298,925 BCE
Still on both knees behind the tall grass, not moving.
Not prey. Two men lying on the ground, bellies to the sky. Not moving. No breath. Wounds. Not from stones. Not from teeth. Something has gouged them deeply.
The one does not stand.
There is a pulling sensation deep in the gut. Not a feeling that says run. Something deeper than that. Not a feeling that says do not look. Only a feeling that says: do not remain in this place.
Among the group, there are faces the one knows. The elder among the men. The man who speaks loudly. The woman who has borne five children. The one is none of these. Still among the younger men, still not called full-grown.
Five years out on the hunt. Prey brought down, sometimes. More often not. Still, the group had taken the one along.
Today, the one was not taken.
A voice came from somewhere distant. Not a shout. A flat, repeating sound. The one knows that voice. It does not belong to anyone in the group.
Standing.
Stepping wide around the fallen men, not stepping on them. The grass is thick. The feet make noise. Everything seems to make noise, and the one stops.
The voice again. Closer.
The seed-heads of the grass tremble. Not wind.
Running.
There is only the sensation of feet striking earth. Only the sensation of breath moving through the throat. No thought. Only direction.
When the one reaches the place where the group stays, no one is standing.
Some are seated. Some are crouched low. Three are on the ground in a posture that is neither.
The loud man is standing. He turns. He sees the one.
Their eyes meet.
In the man's hand, a wet stone.
The one stops.
Before the man moves, the body moves. Not a decision. The soles of the feet feel the earth, and already it has begun.
Into the grass. Deep into it. Farther still.
A voice from behind. Not a sound calling the one's name. Just a voice.
Keep running.
The grass ends. Rock begins. Feet on rock. The soles ache. Running through the pain.

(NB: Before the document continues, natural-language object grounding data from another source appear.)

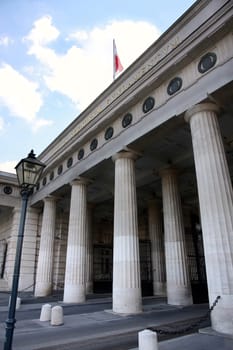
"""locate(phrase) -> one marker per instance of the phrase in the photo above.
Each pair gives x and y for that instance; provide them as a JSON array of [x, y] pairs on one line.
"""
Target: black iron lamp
[[28, 171]]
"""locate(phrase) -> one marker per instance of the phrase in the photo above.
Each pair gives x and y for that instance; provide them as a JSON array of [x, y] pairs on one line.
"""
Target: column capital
[[168, 171], [80, 181], [125, 155], [201, 107], [50, 198], [154, 202]]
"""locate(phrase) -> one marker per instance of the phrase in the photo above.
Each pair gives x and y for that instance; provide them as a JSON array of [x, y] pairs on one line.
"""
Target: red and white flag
[[117, 66]]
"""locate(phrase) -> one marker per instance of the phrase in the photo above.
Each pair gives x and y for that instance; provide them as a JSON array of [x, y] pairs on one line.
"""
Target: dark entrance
[[197, 264]]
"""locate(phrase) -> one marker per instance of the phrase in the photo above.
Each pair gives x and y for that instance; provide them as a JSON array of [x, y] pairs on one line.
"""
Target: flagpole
[[113, 56]]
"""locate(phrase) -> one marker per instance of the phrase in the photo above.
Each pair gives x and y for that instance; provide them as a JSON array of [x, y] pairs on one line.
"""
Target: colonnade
[[216, 209]]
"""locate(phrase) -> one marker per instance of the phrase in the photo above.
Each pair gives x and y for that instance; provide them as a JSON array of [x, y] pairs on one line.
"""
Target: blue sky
[[56, 57]]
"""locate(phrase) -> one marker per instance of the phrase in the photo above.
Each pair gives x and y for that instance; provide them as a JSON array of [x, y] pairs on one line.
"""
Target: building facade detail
[[178, 283], [44, 273], [126, 261], [216, 208]]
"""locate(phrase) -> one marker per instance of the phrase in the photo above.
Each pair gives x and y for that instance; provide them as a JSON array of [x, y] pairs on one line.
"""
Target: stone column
[[89, 251], [75, 281], [3, 247], [157, 248], [178, 283], [126, 261], [44, 275], [216, 209]]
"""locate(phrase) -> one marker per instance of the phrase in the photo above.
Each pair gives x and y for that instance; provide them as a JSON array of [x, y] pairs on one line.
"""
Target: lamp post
[[28, 172]]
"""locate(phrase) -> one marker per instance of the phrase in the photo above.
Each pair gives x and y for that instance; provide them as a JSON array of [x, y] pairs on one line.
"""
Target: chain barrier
[[168, 329]]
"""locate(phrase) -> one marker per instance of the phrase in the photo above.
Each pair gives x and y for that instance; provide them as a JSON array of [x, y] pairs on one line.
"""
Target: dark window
[[7, 189], [206, 62], [94, 144], [174, 85], [69, 162], [108, 133], [127, 120], [60, 169], [148, 104], [80, 154]]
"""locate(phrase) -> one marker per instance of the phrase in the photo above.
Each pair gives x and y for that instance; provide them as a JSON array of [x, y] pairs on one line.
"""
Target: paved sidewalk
[[33, 334]]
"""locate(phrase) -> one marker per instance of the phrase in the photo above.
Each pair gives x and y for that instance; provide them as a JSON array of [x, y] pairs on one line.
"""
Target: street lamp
[[28, 172]]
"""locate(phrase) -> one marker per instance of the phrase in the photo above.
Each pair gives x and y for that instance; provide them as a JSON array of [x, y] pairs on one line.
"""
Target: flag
[[117, 66]]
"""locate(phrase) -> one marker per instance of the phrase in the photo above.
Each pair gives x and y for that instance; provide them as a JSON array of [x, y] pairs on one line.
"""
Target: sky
[[56, 58]]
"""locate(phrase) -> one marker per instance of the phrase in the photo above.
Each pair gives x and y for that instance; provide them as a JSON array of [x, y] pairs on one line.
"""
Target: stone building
[[136, 198]]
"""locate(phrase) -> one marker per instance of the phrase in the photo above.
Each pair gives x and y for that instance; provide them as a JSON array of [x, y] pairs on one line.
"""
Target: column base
[[43, 289], [159, 288], [127, 301], [74, 294], [222, 315]]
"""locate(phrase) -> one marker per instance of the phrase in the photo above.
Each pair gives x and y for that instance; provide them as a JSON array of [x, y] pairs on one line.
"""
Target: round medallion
[[148, 104], [174, 86], [127, 120], [94, 144], [69, 162], [206, 62], [51, 176], [108, 133], [80, 154], [7, 189]]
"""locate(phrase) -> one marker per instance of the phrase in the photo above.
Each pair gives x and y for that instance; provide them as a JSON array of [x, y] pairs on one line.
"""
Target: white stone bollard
[[57, 316], [45, 314], [147, 340]]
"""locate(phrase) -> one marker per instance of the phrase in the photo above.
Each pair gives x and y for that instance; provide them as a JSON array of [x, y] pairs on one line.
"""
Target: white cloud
[[85, 70], [5, 40], [1, 123], [20, 96], [43, 32], [9, 166]]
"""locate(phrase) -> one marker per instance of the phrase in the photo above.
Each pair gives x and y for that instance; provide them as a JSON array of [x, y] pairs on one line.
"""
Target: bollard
[[45, 314], [57, 316], [147, 340]]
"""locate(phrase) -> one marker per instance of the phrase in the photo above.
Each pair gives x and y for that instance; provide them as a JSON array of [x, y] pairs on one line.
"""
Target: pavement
[[32, 334]]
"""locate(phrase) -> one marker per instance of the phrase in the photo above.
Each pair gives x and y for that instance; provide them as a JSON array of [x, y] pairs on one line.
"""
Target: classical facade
[[136, 197]]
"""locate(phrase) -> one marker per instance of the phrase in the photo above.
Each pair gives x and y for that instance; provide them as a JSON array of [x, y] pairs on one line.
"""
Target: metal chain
[[192, 326]]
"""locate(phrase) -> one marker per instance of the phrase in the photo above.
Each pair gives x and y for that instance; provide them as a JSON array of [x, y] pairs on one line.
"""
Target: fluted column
[[75, 288], [89, 251], [157, 248], [44, 280], [216, 209], [126, 261], [178, 283]]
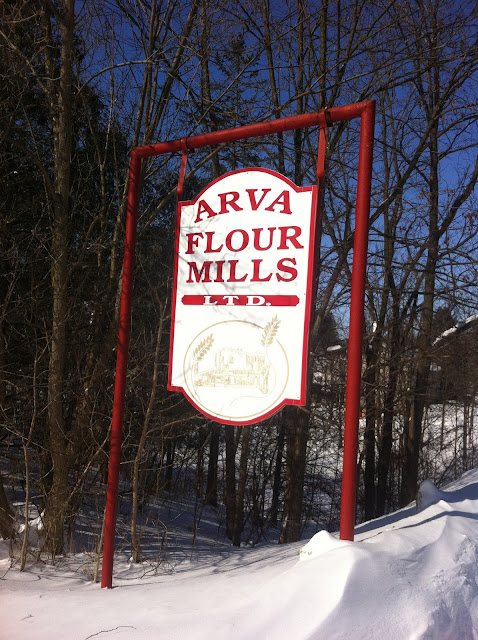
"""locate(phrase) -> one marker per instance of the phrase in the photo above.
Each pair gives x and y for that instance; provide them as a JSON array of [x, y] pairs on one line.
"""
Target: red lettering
[[232, 272], [203, 207], [292, 271], [219, 266], [203, 274], [245, 240], [225, 203], [284, 200], [257, 236], [192, 241], [255, 273], [252, 198], [209, 249], [290, 234]]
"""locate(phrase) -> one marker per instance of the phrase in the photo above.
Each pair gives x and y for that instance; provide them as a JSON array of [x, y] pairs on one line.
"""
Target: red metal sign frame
[[366, 112]]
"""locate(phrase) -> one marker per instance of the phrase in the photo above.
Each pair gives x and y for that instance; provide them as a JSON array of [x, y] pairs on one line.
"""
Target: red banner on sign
[[241, 302]]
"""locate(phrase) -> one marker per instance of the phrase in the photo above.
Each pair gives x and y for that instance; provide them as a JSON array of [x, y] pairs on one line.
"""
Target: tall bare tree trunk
[[60, 98]]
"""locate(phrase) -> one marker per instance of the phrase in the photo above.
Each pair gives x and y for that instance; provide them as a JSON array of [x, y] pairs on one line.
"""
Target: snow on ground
[[407, 576]]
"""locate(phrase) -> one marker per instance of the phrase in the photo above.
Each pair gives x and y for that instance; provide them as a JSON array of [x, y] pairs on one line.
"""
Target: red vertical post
[[121, 368], [354, 363]]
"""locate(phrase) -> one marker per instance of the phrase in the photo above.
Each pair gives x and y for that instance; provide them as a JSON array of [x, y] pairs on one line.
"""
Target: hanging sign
[[241, 299]]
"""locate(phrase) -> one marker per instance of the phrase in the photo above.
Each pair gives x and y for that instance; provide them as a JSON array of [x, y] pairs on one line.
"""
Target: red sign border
[[314, 189]]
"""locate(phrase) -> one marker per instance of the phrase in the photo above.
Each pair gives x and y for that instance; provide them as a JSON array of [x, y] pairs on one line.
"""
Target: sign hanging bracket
[[323, 131], [182, 171]]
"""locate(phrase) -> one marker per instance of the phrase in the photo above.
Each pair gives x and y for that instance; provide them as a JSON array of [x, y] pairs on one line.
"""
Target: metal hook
[[182, 170], [323, 130]]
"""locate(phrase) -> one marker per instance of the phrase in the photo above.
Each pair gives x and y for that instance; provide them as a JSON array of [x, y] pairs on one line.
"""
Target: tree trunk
[[296, 422], [230, 494], [241, 487], [211, 484], [61, 106]]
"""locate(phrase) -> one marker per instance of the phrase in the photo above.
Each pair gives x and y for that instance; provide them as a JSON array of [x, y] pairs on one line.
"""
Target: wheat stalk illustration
[[269, 333], [202, 348]]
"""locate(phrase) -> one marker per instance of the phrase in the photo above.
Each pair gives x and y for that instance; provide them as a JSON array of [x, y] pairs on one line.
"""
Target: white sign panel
[[241, 300]]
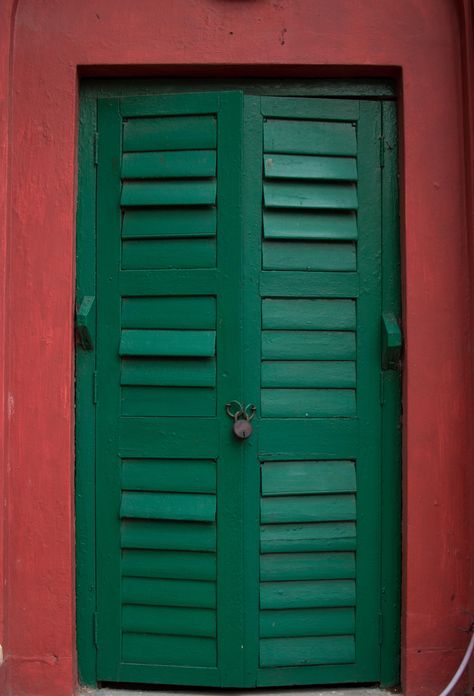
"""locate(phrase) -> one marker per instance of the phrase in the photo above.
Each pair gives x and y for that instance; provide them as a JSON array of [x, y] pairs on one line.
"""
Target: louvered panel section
[[307, 566], [169, 223], [301, 194], [146, 648], [164, 133], [168, 506], [306, 622], [168, 564], [309, 314], [308, 137], [169, 192], [303, 652], [308, 373], [307, 167], [169, 475], [169, 620], [325, 536], [308, 225], [309, 256], [169, 165], [168, 347], [307, 563], [308, 345]]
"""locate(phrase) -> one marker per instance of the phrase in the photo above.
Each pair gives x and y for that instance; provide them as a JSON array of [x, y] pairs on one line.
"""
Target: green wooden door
[[239, 257]]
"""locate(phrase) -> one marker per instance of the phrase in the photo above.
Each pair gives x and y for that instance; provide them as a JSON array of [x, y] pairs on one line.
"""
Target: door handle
[[392, 342], [84, 319]]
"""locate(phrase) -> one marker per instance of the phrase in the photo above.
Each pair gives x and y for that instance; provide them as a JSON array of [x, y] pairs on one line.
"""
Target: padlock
[[242, 428]]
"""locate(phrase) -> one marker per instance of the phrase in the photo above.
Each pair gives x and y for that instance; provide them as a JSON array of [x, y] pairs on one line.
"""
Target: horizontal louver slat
[[182, 565], [172, 312], [308, 403], [308, 314], [170, 133], [169, 372], [280, 652], [169, 222], [308, 224], [169, 193], [172, 475], [324, 536], [169, 165], [307, 566], [297, 194], [299, 594], [307, 167], [308, 508], [178, 593], [169, 650], [308, 345], [169, 621], [308, 373], [309, 256], [290, 478], [161, 342], [168, 506], [309, 137], [306, 622], [173, 536], [168, 253], [164, 438]]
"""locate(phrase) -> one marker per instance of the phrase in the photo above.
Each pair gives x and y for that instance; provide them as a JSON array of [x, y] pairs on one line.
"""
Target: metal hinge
[[95, 628], [96, 148], [382, 150]]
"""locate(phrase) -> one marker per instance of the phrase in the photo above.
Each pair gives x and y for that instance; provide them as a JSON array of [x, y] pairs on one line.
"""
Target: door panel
[[238, 259], [164, 373]]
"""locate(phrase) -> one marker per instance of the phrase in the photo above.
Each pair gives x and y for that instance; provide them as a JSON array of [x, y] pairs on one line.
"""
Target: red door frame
[[43, 48]]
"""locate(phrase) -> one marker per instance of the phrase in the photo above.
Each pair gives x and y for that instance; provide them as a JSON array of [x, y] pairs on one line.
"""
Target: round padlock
[[242, 429]]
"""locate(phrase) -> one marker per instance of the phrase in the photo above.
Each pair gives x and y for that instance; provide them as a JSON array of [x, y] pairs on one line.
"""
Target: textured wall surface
[[44, 45]]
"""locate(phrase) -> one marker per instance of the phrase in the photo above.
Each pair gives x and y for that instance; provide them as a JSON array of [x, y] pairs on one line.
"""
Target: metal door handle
[[84, 317], [392, 342]]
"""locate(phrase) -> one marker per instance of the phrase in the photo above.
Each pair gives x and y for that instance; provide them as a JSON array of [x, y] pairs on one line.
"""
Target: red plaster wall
[[39, 61]]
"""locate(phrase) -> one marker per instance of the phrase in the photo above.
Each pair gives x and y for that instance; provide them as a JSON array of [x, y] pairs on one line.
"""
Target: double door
[[240, 269]]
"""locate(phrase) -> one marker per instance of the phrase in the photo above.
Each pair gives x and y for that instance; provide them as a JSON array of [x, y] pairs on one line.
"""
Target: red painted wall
[[43, 46]]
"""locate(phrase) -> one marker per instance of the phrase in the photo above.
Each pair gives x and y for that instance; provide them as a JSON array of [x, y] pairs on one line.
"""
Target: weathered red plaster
[[39, 61]]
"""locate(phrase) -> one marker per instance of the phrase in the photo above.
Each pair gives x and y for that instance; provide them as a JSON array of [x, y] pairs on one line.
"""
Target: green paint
[[255, 280]]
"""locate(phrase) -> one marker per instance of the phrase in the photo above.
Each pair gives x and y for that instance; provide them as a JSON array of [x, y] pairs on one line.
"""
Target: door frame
[[383, 91]]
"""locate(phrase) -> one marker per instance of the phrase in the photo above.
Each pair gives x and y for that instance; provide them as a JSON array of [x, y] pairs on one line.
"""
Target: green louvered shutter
[[239, 257], [320, 430], [166, 213]]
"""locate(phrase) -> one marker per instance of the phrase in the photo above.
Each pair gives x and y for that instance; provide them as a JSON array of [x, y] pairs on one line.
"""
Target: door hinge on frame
[[95, 628], [96, 148]]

A crack in the rock. Narrow, just wide enough for a body. The one enters. Back against stone. Chest against stone. Pressing from both sides, and still moving inward.
Darkness.
Stop.
Breath, audible. Only one's own breath.
The one folds at the knees inside the rock. Makes the body small. Wraps both arms around the body's own middle.
No voices from outside.
For a while, remaining just so.
Cold comes. Night comes.
The one does not come out from the rock.
At the northern edge of a dry grassland, there is a place where rock pushes up from the earth. Stone forced upward over long ages, jutting from the surface like bone. Several cracks run through it. The small ones belong to insects and serpents. The larger ones catch rainwater. In one whose width is neither, a single body has settled for the night.
For five years, the group had lived in a kind of tension. Not from outside. From within. Food had not grown scarce. Water had not failed. The climate had been, on the whole, mild. And yet something had shifted. The range of what the loud ones decided had grown wider. Those who did not comply had grown fewer. Or perhaps it was not that they had grown fewer — perhaps they had ceased to exist.
The population was smaller than it had been five years before. Not the kind of diminishing that comes from young deaths.
Tonight, the one is inside a crack in the rock. Apart from the group. What this means, this world does not judge.
Beyond the rock, insects are calling. Grass is moving in the wind. The fallen men are growing cold. The group is gathered around a fire. The one is breathing in the dark of the stone.
All of it happening at once. This world casts its light equally across all of it.
Deep in the crack.
A single line of light fell across the face of the rock. Moonlight had passed through a gap. Where that light landed, a dry grass stem had drifted in on the wind and caught there.
The one's eyes came to rest on it.
The grass stem was a grass stem. The one looked at it. Looked, and then looked back at the stone.
Something was seen. Only seen.
If that was not enough — what was there to give?